Area under a ROC Curve after a logistic regression

I am trying to compute ROCAnalysis.jl package to compute the AUC value after a logistic regression. When I ran

auc(roc(dep, pred)),

where dep is the vector with original binary dependent variable and pred the predicted values from the logistic regression.

I get a value very different from the AUC value I get from Stata. I am wondering whether there is a good documentation on how to use these functions.

2 Likes

The function seems to expect certain kind of scores for targets and non-targets, not truths and predictions. You can find other implementations in different packages. (General caution for beginners such as myself: it’s crucial to pay attention to how mature the packages are, and the more rough and abandoned it looks, the more you need to understand the source code to trust it.)

1 Like

I’ve just had a nice needless romp through the finer details of ML implementations in Lux.jl because of my misunderstanding of ROCAnalysis.jl… Turns out I should read about things before using them.

There are some important points about this implementation of the ROC curve:

  1. The ROC curve is computed over False Negatives and False Positives, instead of True Positives and False Positives. So, your curve will be upside-down and a lower AUC is better.
  2. It takes target and non-target arrays as input. So, if you had y_hat as a vector of logits (or probabilities) and y_true as the 1/0 labels, then you’d use:
target = y_hat[y_true .== 1]
nontarget = y_hat[y_true .== 0]
roc(target, nontarget)

If you reverse the arguments, you’ll get a ROC curve that looks normal, but mirrored. Probably not ideal.

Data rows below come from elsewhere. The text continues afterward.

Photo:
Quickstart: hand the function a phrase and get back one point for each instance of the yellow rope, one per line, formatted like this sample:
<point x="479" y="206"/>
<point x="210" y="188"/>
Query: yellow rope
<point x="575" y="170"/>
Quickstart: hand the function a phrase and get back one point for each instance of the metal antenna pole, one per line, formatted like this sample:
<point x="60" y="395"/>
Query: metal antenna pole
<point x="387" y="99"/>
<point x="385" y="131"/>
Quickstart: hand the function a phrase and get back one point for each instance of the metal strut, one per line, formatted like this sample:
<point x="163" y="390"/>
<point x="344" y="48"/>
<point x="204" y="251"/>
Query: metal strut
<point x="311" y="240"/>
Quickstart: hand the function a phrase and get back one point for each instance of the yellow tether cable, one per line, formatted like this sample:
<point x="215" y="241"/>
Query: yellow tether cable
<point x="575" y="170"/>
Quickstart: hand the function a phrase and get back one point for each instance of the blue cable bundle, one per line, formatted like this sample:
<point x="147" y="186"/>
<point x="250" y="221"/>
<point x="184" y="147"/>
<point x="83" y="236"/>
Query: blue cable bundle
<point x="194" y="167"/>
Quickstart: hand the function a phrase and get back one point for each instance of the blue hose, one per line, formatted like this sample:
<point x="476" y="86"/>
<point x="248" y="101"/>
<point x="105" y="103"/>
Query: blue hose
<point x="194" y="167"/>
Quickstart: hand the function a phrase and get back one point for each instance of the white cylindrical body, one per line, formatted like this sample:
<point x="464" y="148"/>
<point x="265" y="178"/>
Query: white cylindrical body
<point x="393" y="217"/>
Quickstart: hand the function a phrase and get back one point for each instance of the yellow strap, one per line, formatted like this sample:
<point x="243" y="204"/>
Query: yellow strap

Anyways, after I figured all that out, I gave up on more packages and just used this:

function rocauc(y_true, y_pred)
    sorted_indices = sortperm(y_pred, rev=true)
    sorted_true, sorted_pred = y_true[sorted_indices], y_pred[sorted_indices]
    total_positive  = Int(sum(y_true))
    total_negative = length(y_true) - total_positive

    tpr, fpr, thresholds = [], [], []
    tp, fp = 0, 0
    for i in 1:length(y_true)
        isone(sorted_true[i]) ? (tp += 1) : (fp += 1)
        push!(tpr, tp / total_positive)
        push!(fpr, fp / total_negative)
        push!(thresholds, sorted_pred[i])
    end

    auc = sum((fpr[i] - fpr[i-1]) * (tpr[i] + tpr[i-1]) / 2 for i in 2:length(fpr))
    
    auc, fpr, tpr
end

Which will give you the normal AUC with y_true as described above and y_pred as the associated probabilities. If anyone wants to use it, you can print AUC and plot the ROC curve with:

using Plots
auc, fpr, tpr = rocauc(y_true, y_pred)
println("AUC: ", auc)
plot(fpr, tpr, 
     label="ROC w/ AUC = $(round(auc, digits=4))", 
     xlabel="False Positive Rate", 
     ylabel="True Positive Rate",
     title="ROC Curve"
)
1 Like